24歳の頃。私は津山国際ホテルで働いていた。この時の私は頭が混乱し、仕事が出来ていなかった。毎日どやされていた。働くのが怖かった。

そんな日々を過ごしている内、私が働き出して一年後、重年という男が入社してきた。

しげちゃん

重年は偶然にも私と同じ神戸学院大学の出身だった。大学在学時に1人も友達ができず、伊川谷のブックオフで4年間ずっと漫画を読んでいたという。なので、彼は面白い漫画をよく知っていた。

重年は最初、鼻につくような態度があって嫌だった。これはお互い自信のなさから来ていたと思う。私もプライドが高い一方、卑屈な面があるので、今にしてみると、とっていた態度にも気持ちもわかる。

そのうち、他の同僚や先輩と飲みに行くようにもなって、しげちゃん、おしげなど呼ぶようになり、仲良くなった。漫画も貸してもらうようになった。普通にいい奴だった。

しげちゃんも仕事に苦戦していた。ホールに行ったり、フロントに行ったり。私もダメだったが、しげちゃんも大変だったろう。

振り返り、ということで彼が言っていたことをふと思い出した。「僕には経験が足りないんです」という言葉。

どういう会話の流れなのか、他の人と話していてたのが耳に入ったのか定かではない。

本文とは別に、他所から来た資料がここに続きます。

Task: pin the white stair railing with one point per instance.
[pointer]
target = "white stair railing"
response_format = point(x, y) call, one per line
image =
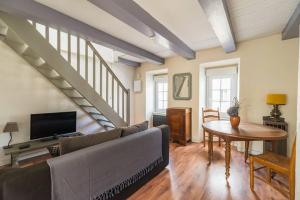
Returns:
point(88, 63)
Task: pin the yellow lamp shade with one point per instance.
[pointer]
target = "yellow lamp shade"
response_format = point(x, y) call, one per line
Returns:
point(276, 99)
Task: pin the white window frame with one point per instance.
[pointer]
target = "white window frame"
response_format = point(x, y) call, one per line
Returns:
point(233, 90)
point(162, 78)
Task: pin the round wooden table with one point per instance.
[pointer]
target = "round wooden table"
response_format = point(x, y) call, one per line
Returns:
point(246, 132)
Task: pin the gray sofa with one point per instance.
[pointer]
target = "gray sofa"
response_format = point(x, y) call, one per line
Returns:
point(34, 182)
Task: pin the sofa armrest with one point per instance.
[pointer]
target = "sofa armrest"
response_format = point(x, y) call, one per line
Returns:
point(165, 142)
point(28, 183)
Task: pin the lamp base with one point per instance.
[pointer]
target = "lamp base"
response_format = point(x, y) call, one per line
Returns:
point(275, 113)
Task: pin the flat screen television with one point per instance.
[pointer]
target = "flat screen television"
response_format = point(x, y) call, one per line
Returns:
point(52, 124)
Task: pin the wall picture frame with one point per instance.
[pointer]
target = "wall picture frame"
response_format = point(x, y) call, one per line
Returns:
point(182, 86)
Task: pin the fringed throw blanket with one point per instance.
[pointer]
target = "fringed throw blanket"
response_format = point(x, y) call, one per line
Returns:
point(102, 171)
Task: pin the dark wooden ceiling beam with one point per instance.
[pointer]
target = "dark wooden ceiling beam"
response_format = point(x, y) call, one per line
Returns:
point(135, 16)
point(43, 14)
point(291, 30)
point(128, 62)
point(218, 16)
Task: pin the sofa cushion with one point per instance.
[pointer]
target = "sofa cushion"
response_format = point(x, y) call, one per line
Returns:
point(70, 144)
point(134, 128)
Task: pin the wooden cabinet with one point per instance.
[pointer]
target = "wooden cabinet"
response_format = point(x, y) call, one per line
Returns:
point(279, 146)
point(180, 124)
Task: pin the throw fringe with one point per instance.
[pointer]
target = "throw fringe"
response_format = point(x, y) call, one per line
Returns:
point(128, 182)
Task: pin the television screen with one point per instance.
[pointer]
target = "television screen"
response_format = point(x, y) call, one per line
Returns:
point(52, 124)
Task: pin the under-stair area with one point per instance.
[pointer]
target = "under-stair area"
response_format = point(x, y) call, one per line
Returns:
point(73, 65)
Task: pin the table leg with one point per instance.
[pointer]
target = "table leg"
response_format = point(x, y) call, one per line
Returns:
point(227, 157)
point(246, 150)
point(210, 148)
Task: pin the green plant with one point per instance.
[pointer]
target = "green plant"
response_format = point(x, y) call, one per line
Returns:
point(233, 111)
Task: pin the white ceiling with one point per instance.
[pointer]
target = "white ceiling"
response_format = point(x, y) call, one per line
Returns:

ただ、その言葉を聞いて、経験ではなく、いままでの振り返りがたりないのではないか、と私が感じたこととセットで記憶している。

学びの

月亭邦正は読書家だが、島田紳助に「お前は学んでないねん」と言われたことがあるそうだ。ガキの使いのロケで邦正がダダスベリした日の帰り、その失敗をごまかそうといつもよりはしゃいでいた邦正が松本人志に「俺でも今日はこうすればよかったなっていうのは2つ3つ考えるで」とピシャリと締められたという。カジサックチャンネルで放送作家の高須光聖が語っていた。

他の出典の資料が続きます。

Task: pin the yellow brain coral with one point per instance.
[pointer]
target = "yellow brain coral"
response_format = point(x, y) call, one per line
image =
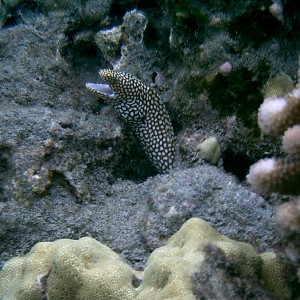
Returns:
point(86, 269)
point(68, 269)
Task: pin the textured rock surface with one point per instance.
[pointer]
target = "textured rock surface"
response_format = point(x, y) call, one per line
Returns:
point(134, 219)
point(70, 168)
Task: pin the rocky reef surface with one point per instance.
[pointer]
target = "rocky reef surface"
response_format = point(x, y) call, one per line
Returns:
point(70, 168)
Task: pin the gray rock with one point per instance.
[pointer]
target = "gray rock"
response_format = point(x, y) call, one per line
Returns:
point(207, 192)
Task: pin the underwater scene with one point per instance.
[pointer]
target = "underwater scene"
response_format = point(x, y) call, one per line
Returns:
point(149, 150)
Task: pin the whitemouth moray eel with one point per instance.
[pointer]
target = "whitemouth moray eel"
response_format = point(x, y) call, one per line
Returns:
point(143, 109)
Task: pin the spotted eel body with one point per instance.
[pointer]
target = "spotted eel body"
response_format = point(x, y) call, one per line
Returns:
point(143, 109)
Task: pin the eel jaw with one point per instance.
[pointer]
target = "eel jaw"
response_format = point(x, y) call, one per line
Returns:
point(103, 90)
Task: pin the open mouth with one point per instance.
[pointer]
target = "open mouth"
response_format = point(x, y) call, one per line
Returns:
point(100, 88)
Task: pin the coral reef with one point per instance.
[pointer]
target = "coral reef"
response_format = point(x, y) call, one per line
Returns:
point(281, 116)
point(210, 150)
point(278, 116)
point(86, 269)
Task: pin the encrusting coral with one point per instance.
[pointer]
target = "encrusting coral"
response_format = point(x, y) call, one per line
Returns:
point(86, 269)
point(277, 116)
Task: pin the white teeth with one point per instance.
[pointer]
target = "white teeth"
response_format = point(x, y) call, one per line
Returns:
point(100, 88)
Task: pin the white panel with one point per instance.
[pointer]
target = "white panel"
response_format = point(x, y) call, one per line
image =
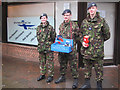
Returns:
point(107, 10)
point(30, 10)
point(23, 29)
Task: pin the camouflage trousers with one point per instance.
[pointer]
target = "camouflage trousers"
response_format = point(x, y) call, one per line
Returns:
point(64, 58)
point(46, 60)
point(98, 66)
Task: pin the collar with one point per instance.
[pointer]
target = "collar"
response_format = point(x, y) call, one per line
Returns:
point(45, 25)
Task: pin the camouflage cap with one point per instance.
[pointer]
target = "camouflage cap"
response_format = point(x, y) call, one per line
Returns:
point(91, 4)
point(66, 11)
point(44, 14)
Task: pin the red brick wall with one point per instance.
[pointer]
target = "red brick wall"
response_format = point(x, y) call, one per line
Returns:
point(27, 53)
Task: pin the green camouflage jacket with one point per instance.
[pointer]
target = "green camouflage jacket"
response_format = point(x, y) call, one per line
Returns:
point(98, 31)
point(45, 36)
point(69, 30)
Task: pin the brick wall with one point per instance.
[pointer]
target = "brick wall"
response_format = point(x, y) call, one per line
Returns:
point(27, 53)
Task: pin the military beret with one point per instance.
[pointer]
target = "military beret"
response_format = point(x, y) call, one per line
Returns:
point(91, 4)
point(44, 14)
point(66, 11)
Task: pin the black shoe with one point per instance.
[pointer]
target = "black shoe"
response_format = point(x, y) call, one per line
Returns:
point(41, 77)
point(86, 85)
point(99, 85)
point(75, 83)
point(60, 79)
point(50, 78)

私が神戸元町の広告代理店で働いていた時。デザイナーの場所と同じフロアで働くので、毎日デザイナーの部長や副部長の挨拶を聞いていた。ある時にデザイナーの副部長がこう言っていた。「帰りの電車で、こうすればよかったということを、一つか二つ見つけるようにしてください」と。

同じベテランのデザイナーでも、上役になっている人とそうでない人がいる。その違いはなんなのかと考えると、その習慣があるかないかの差ではないか。

松本人志はもちろん才能があった上で、こういった日々の努力を惜しまない点が偉大だ。修正点を見つけるのが、人の倍あった。これが1年2年、10年と続くとその差がはっきり現れてくる。

三浦市で働いていて気をつけているのはこの点だ。今までは働いて、自分の時間に仕事について考えるのが嫌だった。向き合っていなかった。だが、その仕事で自分が生活が成り立っている。仕事そのものについて考える必要もあるだろう。

珈琲の仕事を始めて、時間やお金をつかって、他の人の仕事を見にいくようになった。学びが能動的になってきている。

ただ、日々の仕事からどれだけ修正点や良かった点を見つけて、改善していくか。同じ過ちを犯さないようにするのか。そこに、日々繰り返す意味の大きさが見えてくる。単純に、自分がよくなるのは嬉しい。

なぜ生まれてきたか

このところ、YouTubeでペルーの民族儀式アヤワスカの体験記を見ていた。共通しているのは魂の存在があるということ。なぜこの世に生まれてきたかというと、学ぶために生まれてきたのだと思う。

私はことさら、過去を悔いたり執着する傾向にある。後悔を手放すためには学ぶ必要がある。過去の失敗を第三者的に見て、分析し、よりよい学びを抽出する。

ある元プロサッカー選手が、レアル・マドリード所属の久保建英選手を見ていると学びがとても速いという。つまり、濃厚な経験をしているということ。プロから見るプロはそうなる。実際、久保選手は課題であった守備面を改善し、マジョルカで活躍している。

私も神奈川に移住して、よりよい経験をするために、学びの純度をあげていかなければいけない。過去の失敗を見るには恥ずかしいとか、嫌な気持ちになるが、感情を交えずフラットに見る術を覚える。

しげちゃんも一足先に結婚して、子供ができた。ホテルはやめて他業種で働いているらしい。どういう成長を遂げているのだろう。いつか再会したときに、お互いの歩みを誇れるようになっていれば。